Only it was warm last night and humid, too, after the rain. I didn’t need Creed for warmth.

“More comfortable, too, since the ground is hard,” he adds.

This is so awkward, which feels weird after Creed opened up to me last night. I felt like we were…friends after that. Although, it’s kind of hard to be friends with someone you slept with. It wasn’t just okay sex, either. It was mind-blowing sex. Maybe that’s why it feels so strange.

“So, you got some sleep after all?” I blurt.

“Yes, I got a few hours. After the rain washed our tracks and our scent away, I figured it was worth the risk.” He rolls his shoulders and then does the same with his neck. “We need to leave in a few minutes, so do what you need to do.”

“Okay. I just need to brush my teeth, and…you’re welcome to use my toothpaste.”

“Thanks.”

Five minutes later, I get onto his back. Creed starts running at speed right from the get-go. I hold on for all I am worth.

I can’t help but think about our conversation. I feel for Creed, but he served his time out here in the jungle. He needs to get back to his life. He’s hiding from his problems instead of facing them. I know he hurt someone badly. Nearly killed him, but I think things are different out here. Dragon shifters are different from humans. I know that Creed has killed for me. I shouldprobably be afraid of him, but I’m not because I know he’s a good person. I can feel it. He’s just a little bit lost. My heart goes to him. I could hear how sad he is. I think he still has feelings for Aspen.
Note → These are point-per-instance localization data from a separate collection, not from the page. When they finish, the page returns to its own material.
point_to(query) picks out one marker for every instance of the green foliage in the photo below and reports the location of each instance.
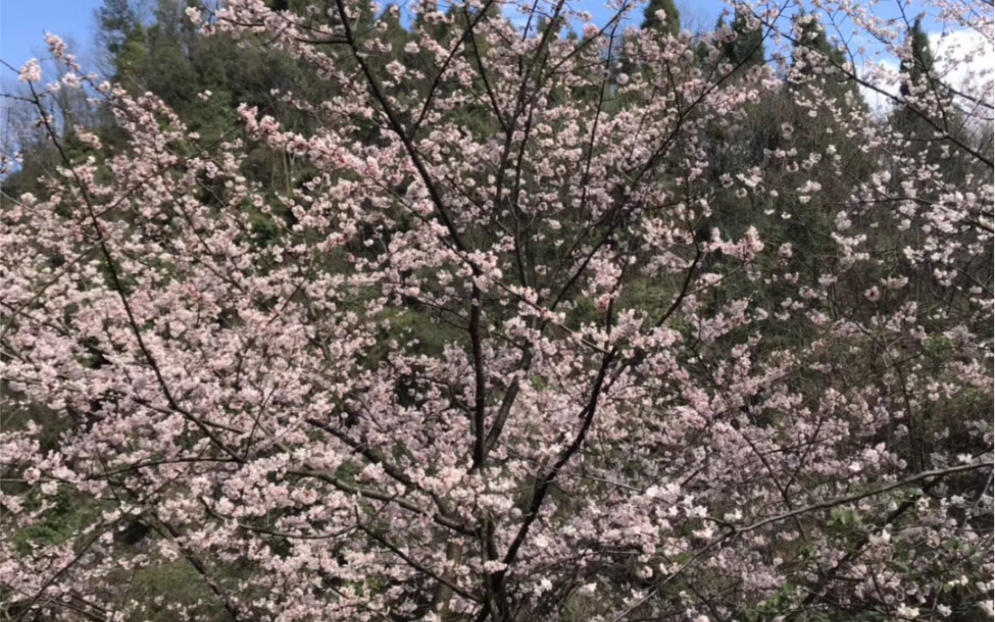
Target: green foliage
(672, 24)
(747, 49)
(68, 517)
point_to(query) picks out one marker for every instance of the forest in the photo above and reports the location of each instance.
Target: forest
(500, 311)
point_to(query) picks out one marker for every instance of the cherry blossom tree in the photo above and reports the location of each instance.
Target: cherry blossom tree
(609, 352)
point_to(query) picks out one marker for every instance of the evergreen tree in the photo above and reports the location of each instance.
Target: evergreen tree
(921, 63)
(747, 47)
(671, 26)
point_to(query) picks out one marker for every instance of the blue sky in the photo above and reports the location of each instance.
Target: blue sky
(23, 24)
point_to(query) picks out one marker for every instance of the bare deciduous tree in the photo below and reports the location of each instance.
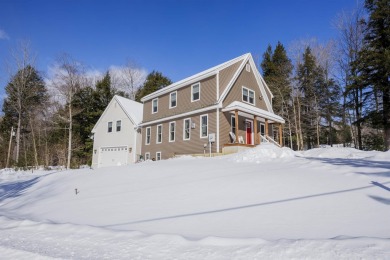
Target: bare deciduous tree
(20, 67)
(68, 79)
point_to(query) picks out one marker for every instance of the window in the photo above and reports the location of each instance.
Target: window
(172, 129)
(195, 92)
(262, 129)
(159, 134)
(248, 67)
(233, 124)
(187, 129)
(118, 125)
(248, 96)
(203, 126)
(148, 133)
(154, 105)
(172, 99)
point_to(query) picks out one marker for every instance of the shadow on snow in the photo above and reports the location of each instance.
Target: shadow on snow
(15, 189)
(382, 200)
(358, 163)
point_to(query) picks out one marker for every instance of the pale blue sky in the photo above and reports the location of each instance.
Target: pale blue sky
(178, 38)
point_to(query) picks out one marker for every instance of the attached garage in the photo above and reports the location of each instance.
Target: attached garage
(113, 156)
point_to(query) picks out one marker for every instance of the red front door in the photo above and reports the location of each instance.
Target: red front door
(248, 132)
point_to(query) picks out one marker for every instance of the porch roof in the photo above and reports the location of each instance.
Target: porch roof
(240, 106)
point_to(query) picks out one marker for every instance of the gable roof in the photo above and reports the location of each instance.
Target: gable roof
(195, 78)
(260, 81)
(132, 109)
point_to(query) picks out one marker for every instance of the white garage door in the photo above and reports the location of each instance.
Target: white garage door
(113, 156)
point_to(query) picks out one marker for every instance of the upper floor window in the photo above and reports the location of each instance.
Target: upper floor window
(203, 126)
(195, 92)
(173, 99)
(233, 124)
(248, 67)
(154, 105)
(172, 130)
(248, 95)
(159, 134)
(187, 129)
(118, 125)
(148, 133)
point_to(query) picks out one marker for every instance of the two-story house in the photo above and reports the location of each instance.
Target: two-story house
(230, 103)
(116, 135)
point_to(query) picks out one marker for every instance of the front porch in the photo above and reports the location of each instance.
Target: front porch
(250, 126)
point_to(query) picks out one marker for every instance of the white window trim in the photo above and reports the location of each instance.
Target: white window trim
(116, 125)
(249, 90)
(248, 67)
(170, 99)
(174, 134)
(108, 127)
(231, 123)
(156, 106)
(157, 142)
(246, 136)
(157, 156)
(146, 135)
(200, 126)
(192, 94)
(184, 129)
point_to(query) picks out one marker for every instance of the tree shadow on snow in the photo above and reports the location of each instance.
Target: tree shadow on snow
(15, 189)
(382, 200)
(358, 163)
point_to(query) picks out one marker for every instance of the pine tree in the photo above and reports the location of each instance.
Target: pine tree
(309, 80)
(154, 81)
(26, 93)
(277, 69)
(375, 60)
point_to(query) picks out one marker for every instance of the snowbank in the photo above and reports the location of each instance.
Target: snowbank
(264, 152)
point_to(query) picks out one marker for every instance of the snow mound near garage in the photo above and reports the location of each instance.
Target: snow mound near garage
(264, 152)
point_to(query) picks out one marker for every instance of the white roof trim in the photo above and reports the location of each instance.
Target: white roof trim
(179, 115)
(115, 98)
(259, 79)
(237, 105)
(261, 82)
(192, 79)
(233, 79)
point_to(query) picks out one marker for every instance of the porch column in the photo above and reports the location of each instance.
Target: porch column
(255, 126)
(236, 121)
(280, 135)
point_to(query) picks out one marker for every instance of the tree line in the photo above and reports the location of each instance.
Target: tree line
(49, 122)
(338, 92)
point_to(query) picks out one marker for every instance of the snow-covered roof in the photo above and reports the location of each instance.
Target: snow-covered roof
(237, 105)
(192, 79)
(133, 109)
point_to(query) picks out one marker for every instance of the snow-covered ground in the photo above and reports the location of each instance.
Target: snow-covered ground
(263, 203)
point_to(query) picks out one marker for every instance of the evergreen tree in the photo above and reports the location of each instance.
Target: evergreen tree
(26, 93)
(310, 80)
(154, 81)
(277, 69)
(375, 60)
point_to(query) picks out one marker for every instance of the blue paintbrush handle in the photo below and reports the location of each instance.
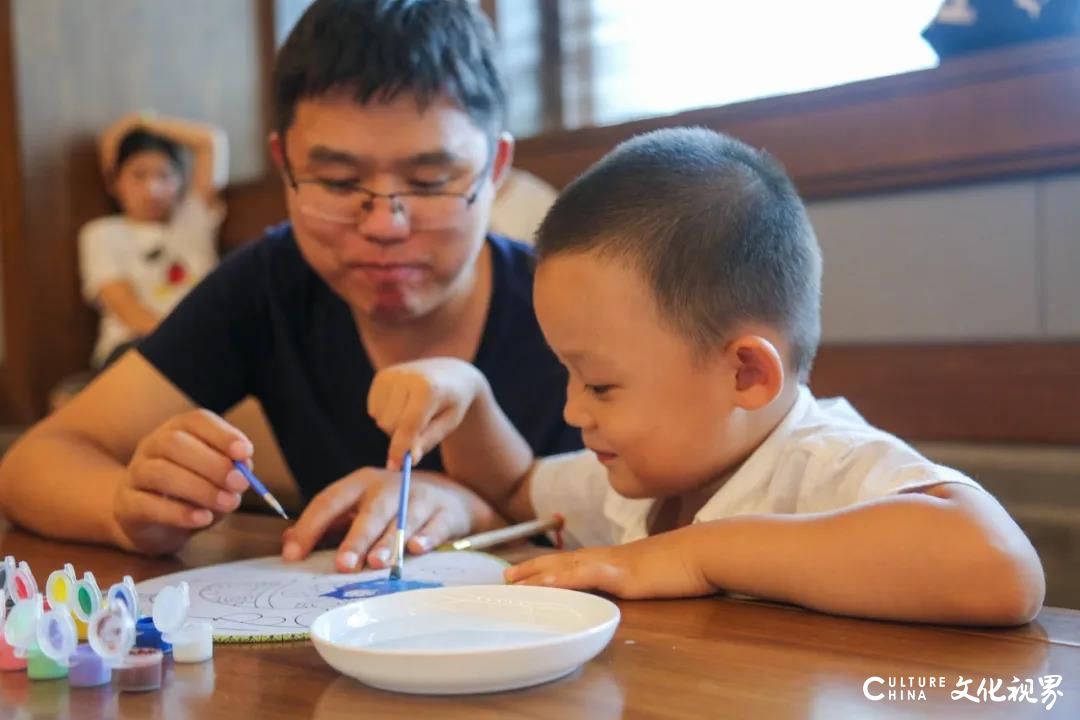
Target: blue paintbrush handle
(403, 500)
(250, 476)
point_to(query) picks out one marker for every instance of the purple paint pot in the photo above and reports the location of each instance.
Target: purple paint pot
(88, 668)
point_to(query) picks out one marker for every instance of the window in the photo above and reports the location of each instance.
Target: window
(618, 60)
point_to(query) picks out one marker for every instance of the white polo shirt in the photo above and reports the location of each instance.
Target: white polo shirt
(822, 457)
(161, 261)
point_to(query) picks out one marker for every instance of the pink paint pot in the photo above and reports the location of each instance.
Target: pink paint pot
(139, 671)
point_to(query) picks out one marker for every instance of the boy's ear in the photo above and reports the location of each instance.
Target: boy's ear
(503, 159)
(758, 371)
(277, 150)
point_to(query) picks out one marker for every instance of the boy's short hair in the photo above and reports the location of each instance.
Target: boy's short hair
(379, 49)
(140, 139)
(716, 228)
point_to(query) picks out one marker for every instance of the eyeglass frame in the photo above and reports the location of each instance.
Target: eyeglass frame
(395, 204)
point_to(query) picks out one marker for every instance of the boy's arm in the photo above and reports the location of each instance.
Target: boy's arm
(947, 554)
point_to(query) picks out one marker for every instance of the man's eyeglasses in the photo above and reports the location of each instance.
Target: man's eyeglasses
(348, 203)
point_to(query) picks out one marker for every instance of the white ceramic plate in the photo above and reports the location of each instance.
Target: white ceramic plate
(470, 639)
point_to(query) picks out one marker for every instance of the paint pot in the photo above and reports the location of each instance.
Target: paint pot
(40, 666)
(9, 661)
(139, 671)
(88, 669)
(85, 598)
(147, 635)
(192, 641)
(21, 626)
(57, 638)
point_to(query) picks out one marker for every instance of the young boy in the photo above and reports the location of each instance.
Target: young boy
(678, 281)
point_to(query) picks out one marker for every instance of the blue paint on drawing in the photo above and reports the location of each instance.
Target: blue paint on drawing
(374, 587)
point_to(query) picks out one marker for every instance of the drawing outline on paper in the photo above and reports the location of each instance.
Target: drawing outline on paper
(267, 597)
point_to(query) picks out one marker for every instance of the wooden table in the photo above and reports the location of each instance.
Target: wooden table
(710, 657)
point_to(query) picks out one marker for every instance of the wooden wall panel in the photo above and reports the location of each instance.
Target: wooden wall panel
(988, 116)
(16, 397)
(995, 393)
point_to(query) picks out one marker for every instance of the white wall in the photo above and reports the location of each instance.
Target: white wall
(995, 261)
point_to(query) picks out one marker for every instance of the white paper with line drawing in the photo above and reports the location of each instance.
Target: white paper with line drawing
(268, 597)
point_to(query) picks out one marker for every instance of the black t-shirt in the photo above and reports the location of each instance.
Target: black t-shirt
(265, 324)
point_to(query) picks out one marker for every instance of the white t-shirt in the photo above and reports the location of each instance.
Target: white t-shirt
(822, 457)
(161, 260)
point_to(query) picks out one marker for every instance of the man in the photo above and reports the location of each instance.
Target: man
(389, 138)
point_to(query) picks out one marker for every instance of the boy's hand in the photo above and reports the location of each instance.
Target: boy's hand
(179, 479)
(659, 567)
(364, 505)
(420, 403)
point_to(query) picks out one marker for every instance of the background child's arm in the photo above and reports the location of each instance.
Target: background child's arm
(208, 147)
(949, 554)
(119, 298)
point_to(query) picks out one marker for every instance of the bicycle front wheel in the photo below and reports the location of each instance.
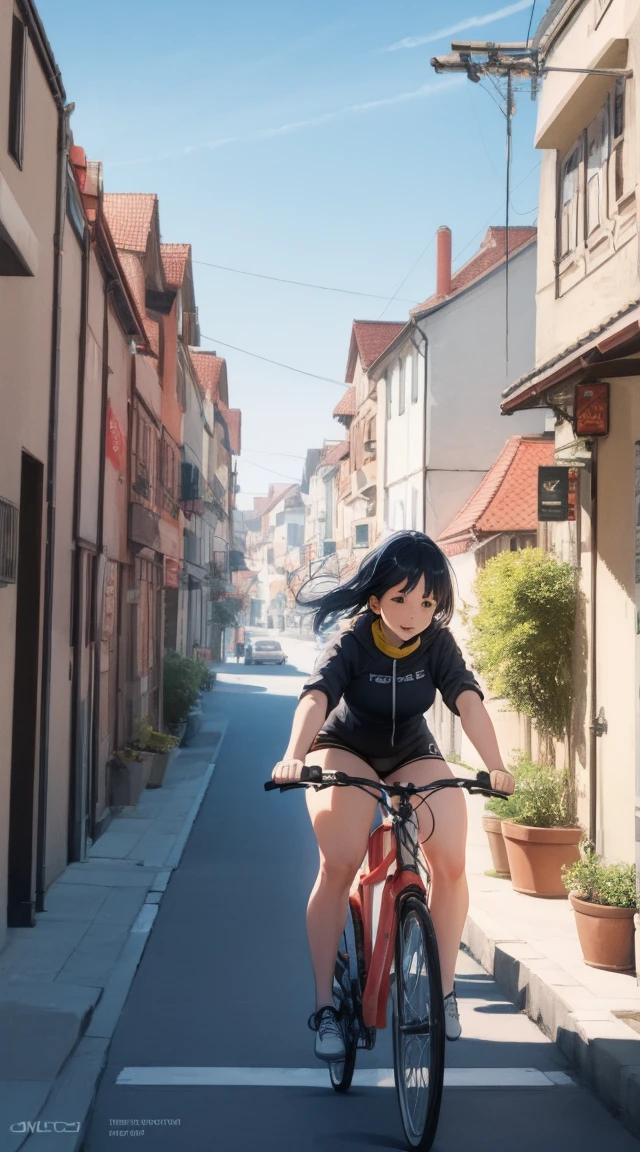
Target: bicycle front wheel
(418, 1024)
(344, 1000)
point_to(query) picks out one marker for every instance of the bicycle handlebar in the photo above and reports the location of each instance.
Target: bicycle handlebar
(313, 775)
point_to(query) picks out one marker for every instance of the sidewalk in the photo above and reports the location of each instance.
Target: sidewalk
(65, 982)
(531, 946)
My chest tightens at the thought. I feel…jealous. Yep. I felt it last night, too, which is stupid since we had sex once. Quick, really great sex, but there wasn’t any emotion involved. We were like animals going at it in the jungle. Quick, sweaty, one-time sex doesn’t give me the right to feel jealous. I have no right to feel any kind of connection to him, for that matter. It’s not happening again. Hopefully, I will get to go home soon. We’ll never see each other again, which is fine. I really hope Creed stays in the city. That he meets someone really nice. I see him having a family, living in a beautiful house that he’ll build himself. There’ll be a couple of kids running around the yard. In my mind’s eye, I see a couple hugging each other close… Only I’m the one in his arms. It’s me.

No!

What is wrong with my brain? It’s not going to be me. I scratch the thought entirely from my head. I’ll think about something else. Anything else.

Creed stops suddenly.

Damn!

It can only mean trouble and so soon after leaving our campsite.

I grip him tighter. His gaze turns upward. The canopy and vegetation aren’t nearly as thick as they have been.

Shit!

I don’t hear or see anything out of the ordinary. Only, the birds stop chirping. Everything around us goes silent. You could hear a pin drop. Creed carefully puts me down, putting a finger to his lips. He ushers me to the nearest tree trunk, pushing me against it.